I'm not against the idea of protection against fits, but talk about ignoring the issue outside your own personal scope....
At a quick check of a couple manuals, yes they are, though the only thing they add is to take a 15 minute break per hour of play.
I have had 2 playing FF10
1 playing FF7
1 playing Mario Kart Double Dash with my friend
and 1 playing Warcraft 3
A few others but I can't remember what I was playing.
I agree they aren't fun to have, but I don't blame the video games. I don't because it was about 12 years between my first game and my first seizure. I believe that it is a result of the drug zoloft which I had to start taking shortly before the first.
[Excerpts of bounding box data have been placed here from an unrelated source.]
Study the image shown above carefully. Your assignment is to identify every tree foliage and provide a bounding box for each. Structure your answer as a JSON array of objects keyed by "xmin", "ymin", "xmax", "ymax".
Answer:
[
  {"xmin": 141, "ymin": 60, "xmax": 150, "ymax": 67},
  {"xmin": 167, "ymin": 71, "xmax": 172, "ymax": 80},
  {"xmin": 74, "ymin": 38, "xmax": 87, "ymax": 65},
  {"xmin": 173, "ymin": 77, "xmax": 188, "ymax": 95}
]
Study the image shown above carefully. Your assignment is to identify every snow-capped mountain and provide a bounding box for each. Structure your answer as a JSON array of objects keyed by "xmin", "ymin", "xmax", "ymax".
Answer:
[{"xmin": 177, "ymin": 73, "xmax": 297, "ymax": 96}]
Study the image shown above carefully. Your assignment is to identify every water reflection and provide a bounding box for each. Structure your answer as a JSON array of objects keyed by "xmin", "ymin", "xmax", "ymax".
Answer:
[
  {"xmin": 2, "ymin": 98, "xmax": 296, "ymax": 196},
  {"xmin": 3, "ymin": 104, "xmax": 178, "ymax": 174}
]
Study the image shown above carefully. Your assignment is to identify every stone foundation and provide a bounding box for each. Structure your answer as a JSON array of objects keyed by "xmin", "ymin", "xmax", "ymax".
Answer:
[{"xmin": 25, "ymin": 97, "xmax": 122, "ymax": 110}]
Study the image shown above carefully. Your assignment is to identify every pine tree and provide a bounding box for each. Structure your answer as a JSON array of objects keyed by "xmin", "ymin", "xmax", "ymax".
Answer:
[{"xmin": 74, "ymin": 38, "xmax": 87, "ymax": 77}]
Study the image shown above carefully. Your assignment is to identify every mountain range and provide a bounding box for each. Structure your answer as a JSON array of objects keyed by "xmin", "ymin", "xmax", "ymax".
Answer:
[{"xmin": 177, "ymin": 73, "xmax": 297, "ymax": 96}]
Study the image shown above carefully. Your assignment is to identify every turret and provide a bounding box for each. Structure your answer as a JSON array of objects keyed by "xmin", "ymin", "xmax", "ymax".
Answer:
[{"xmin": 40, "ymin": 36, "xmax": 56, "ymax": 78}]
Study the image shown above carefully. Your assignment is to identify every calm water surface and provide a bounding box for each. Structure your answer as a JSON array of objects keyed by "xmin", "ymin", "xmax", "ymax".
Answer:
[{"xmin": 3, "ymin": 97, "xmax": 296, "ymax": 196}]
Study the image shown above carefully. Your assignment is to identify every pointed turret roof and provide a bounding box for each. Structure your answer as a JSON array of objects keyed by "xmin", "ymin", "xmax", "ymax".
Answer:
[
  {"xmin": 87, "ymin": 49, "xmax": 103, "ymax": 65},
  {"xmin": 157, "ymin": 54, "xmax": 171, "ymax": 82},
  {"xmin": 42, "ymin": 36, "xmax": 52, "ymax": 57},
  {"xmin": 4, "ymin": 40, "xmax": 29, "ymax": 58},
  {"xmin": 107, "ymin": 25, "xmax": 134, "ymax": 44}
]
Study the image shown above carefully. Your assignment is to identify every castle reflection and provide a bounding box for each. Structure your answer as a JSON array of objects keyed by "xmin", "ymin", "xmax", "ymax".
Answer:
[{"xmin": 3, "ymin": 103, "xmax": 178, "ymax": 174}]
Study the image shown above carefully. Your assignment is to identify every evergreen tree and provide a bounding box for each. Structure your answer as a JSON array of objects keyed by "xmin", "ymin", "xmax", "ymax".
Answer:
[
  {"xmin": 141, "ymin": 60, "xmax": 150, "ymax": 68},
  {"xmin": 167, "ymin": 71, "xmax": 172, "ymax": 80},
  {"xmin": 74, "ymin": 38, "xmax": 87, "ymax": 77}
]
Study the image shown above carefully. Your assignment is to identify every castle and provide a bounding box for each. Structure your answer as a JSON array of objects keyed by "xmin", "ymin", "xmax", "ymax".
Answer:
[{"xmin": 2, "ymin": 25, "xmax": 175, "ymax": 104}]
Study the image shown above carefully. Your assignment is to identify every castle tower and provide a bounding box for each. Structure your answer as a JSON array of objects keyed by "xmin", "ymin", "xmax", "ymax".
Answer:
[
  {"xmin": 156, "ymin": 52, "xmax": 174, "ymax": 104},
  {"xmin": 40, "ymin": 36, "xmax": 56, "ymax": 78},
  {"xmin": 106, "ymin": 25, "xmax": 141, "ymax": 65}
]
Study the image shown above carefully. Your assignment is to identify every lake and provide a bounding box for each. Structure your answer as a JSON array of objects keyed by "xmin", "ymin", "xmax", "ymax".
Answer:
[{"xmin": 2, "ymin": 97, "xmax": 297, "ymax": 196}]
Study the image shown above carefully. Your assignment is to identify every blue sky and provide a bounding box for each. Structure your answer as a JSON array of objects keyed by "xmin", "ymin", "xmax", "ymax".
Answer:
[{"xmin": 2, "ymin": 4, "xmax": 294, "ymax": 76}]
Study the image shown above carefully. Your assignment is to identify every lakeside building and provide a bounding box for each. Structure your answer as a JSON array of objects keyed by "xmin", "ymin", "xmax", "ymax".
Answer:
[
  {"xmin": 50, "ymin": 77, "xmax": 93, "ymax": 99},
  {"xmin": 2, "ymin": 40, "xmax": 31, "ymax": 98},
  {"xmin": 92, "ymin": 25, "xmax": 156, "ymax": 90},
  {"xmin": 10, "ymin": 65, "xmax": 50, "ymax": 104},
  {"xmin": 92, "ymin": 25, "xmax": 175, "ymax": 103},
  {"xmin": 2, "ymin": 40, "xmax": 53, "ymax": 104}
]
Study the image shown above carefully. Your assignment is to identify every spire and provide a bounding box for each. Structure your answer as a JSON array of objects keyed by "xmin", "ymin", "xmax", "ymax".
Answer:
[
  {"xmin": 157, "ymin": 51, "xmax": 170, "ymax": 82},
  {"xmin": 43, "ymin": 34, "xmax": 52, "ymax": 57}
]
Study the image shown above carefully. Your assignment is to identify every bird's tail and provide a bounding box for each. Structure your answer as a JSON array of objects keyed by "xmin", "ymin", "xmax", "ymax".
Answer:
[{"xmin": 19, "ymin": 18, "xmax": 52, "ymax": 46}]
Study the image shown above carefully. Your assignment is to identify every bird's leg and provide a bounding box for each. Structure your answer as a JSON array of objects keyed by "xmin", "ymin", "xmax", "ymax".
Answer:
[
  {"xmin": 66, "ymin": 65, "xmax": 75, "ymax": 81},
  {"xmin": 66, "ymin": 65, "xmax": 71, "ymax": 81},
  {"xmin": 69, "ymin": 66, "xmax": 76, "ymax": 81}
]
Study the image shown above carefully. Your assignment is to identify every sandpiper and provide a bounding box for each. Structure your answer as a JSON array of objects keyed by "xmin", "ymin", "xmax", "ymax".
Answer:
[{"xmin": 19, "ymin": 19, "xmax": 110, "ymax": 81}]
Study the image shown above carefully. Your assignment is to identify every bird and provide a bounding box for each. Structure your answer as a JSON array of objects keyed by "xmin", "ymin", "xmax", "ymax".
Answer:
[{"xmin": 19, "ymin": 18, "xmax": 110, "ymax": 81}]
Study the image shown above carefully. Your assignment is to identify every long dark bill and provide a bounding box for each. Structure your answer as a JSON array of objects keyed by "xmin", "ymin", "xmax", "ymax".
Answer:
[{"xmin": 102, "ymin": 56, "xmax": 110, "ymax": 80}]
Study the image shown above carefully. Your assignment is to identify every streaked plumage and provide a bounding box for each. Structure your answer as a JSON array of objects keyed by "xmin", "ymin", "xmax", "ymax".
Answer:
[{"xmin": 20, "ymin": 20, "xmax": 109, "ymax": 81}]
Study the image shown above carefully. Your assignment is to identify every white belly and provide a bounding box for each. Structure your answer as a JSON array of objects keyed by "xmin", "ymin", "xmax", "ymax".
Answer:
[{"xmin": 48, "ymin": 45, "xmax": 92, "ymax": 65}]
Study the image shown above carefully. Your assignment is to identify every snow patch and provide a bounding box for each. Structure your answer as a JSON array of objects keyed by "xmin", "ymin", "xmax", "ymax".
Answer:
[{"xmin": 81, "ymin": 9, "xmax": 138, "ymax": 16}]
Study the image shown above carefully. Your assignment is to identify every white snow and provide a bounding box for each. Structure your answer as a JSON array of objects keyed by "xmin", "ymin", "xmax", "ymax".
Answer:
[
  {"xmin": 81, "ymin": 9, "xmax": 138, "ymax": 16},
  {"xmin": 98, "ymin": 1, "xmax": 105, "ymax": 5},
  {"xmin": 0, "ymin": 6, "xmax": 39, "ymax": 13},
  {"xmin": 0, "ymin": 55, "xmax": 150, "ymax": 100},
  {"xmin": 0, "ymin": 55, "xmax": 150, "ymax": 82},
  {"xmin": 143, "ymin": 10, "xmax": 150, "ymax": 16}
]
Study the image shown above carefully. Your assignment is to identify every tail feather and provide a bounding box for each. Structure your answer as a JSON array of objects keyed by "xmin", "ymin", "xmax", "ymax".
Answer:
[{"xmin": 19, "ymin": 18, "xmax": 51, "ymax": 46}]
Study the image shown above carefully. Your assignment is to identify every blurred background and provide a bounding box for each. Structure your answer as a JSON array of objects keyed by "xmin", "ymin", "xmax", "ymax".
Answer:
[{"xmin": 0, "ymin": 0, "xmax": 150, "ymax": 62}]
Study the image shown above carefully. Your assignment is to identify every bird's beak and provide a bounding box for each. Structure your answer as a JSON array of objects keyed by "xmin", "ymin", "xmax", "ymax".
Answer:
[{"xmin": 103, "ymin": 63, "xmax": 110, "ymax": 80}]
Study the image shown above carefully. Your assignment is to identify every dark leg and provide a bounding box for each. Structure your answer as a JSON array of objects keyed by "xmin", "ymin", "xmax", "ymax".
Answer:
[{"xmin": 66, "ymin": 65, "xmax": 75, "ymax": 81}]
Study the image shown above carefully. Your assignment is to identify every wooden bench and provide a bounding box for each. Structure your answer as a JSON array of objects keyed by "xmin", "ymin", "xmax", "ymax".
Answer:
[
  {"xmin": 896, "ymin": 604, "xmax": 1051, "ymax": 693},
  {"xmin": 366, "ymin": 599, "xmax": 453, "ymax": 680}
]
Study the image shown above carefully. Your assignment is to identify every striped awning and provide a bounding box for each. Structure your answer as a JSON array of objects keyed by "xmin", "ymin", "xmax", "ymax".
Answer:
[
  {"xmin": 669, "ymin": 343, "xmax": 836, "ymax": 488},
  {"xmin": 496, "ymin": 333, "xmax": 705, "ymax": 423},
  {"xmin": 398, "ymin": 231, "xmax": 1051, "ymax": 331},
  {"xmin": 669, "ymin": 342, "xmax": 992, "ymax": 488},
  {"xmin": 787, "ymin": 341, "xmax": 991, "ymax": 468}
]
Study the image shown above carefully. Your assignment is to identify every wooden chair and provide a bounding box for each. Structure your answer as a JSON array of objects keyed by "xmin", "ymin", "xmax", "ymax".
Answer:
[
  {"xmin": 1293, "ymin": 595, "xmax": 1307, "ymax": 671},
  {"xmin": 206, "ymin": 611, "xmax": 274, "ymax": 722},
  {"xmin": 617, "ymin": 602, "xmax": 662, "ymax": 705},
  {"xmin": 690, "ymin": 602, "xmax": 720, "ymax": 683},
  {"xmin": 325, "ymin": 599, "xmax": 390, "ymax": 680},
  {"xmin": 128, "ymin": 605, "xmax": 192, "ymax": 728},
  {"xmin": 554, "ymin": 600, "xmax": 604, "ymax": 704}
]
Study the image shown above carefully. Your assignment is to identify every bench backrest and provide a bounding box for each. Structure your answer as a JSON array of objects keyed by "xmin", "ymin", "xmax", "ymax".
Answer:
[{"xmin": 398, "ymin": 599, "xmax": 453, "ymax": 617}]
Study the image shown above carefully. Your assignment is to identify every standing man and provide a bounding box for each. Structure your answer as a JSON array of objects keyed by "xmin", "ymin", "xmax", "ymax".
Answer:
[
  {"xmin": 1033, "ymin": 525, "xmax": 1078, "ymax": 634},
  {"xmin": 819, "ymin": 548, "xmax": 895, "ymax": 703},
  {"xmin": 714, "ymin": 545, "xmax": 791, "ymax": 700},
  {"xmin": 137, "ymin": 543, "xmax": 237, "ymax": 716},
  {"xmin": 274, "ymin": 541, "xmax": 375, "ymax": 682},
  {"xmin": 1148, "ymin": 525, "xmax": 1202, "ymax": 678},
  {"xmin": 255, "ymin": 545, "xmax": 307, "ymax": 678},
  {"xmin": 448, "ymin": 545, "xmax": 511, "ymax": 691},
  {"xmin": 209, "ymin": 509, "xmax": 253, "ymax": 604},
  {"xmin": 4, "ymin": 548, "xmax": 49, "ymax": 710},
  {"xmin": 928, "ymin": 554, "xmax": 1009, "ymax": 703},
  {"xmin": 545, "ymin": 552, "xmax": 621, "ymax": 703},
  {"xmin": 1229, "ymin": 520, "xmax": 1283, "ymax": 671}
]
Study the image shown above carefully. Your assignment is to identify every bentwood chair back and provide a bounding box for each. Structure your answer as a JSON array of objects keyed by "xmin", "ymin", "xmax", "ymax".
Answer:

My ramblings aside its best to see if medical treatments are available. I am on medication right now which has been largely successful. I've only had one the past 2 years, and it was in my sleep. The cause has to be determined first before pinning the responsibility on something as well. It's a very simple and painless procedure.
@jabrwock It sounds like what you're friend has would be called petit-mal seizures. Grand-mal are the ones which result in the violent spasms. I tell ya they suck.
@neoelasticman My friend told me that I said something right before my MK:DD seizure that I don't remember saying, so there might be a bit of merit to what she is saying. I'm not saying she is 100% right, though.
They give proper warning, but I suppose maybe an anti-flicker option would help. Turn off the flashes, maybe fewer incidents will occur.
'I suffer from epilepsy, that's an illness I have, I was not 'given' epilepsy by the movies I watched, it is simply my bodies reaction to stimuli. Please don't make out the epilepsy sufferers somehow bought it on themselves by consuming the media. We were not 'poisoned'.'
You have issues...
Now we have a problem. If she knew her kid was prone to photosensitive epilepsy, she should have been monitoring his Wii usage. If she didn't know, then no amount of warning would have helped.
It'd be like suing KP if their nuts sent someone into anaphylactic shock. They're nuts and it says "caution: nuts" on the bag, but you didn't know you were allergic to them. Are KP at fault for not warning you enough?
I'm sure if people got home and read about the seizure warnings the game publisher would gladly give them a refund.
Or people could realize all games have the warning and have for a while (hence my PS1 example), and be cautious to begin with. Ignorance of warnings is not an excuse to blame what caused the seizure.